Blair on the Westlothian Question

The House of Commons Liason Committee, made up of select committee chairmen, quizzed Tony Blair yesterday about why MPs from the devolved nations can still vote on English issues.

Tony Blair faced criticism from leading MPs on Tuesday amid dismay at the way in which devolution is changing the role of Westminster.

Labour MP Dr Tony Wright said that "the cry is going up" from his constituents: "Why can’t we have English votes on English laws?"

Blair said that while he could understand the argument, there should be no change to current arrangements.

"I think if you try to have two classes of MPs it just doesn’t work," he told the Commons liaison committee.

"This is a debate obviously we are going to continue having over the next few years but I just don’t agree with it."

Another Labour MP, Alan Williams, told the prime minister that the situation was "not sustainable".

"The more you expand devolution, the more England-only legislation there is," he said. "You can’t dismiss it indefinitely."

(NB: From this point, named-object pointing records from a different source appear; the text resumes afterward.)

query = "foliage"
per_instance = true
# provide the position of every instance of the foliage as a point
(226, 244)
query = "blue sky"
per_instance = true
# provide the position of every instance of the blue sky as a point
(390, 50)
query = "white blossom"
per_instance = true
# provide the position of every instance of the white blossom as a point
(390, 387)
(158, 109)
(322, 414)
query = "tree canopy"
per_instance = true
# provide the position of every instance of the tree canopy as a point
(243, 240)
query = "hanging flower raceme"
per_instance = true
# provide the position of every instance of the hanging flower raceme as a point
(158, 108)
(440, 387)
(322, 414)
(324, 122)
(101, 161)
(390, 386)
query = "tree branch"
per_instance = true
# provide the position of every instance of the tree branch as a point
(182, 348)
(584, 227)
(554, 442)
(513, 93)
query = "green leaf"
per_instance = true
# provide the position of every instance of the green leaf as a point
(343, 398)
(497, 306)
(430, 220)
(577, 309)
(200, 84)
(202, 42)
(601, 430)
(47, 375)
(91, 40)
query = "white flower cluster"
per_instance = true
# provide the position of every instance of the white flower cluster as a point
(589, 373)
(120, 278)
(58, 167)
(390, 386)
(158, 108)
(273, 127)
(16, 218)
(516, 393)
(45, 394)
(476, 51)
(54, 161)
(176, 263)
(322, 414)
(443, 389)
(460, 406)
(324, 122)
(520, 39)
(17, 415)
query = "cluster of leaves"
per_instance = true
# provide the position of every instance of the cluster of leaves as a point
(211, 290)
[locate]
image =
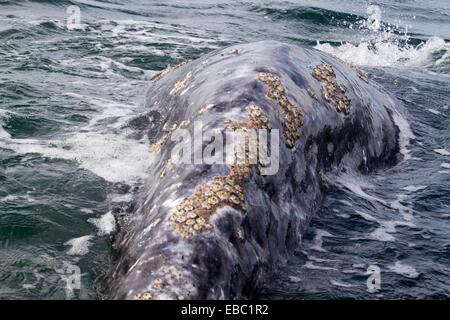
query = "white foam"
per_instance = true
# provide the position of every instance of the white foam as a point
(442, 152)
(381, 47)
(385, 230)
(356, 184)
(383, 53)
(79, 246)
(106, 224)
(110, 155)
(413, 188)
(433, 111)
(404, 270)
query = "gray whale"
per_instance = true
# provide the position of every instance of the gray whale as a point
(215, 231)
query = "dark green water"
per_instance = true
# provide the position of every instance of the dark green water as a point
(67, 154)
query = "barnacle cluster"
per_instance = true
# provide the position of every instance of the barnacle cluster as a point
(181, 84)
(206, 108)
(193, 213)
(333, 92)
(167, 71)
(148, 295)
(292, 118)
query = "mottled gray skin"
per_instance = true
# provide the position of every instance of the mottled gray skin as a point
(216, 264)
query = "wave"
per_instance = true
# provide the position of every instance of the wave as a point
(381, 47)
(310, 14)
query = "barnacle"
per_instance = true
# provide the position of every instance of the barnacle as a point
(193, 213)
(292, 119)
(157, 283)
(333, 92)
(181, 84)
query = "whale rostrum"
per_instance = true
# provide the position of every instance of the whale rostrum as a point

To cries of "hear, hear" from his colleagues, the Swansea West MP added: "Eventually the English voter won’t put up with me coming and telling them what they can do or can’t do when I am not accountable for a single England vote." (

As Blair himself pointed out, it’s obvious that the Tories are likely to gain from any change from the status quo. The flipside of this, of course, is that Labour benefits from keeping things the way they are. That makes it doubly interesting that Labour MPs were prepared to take the lead in raising the issue.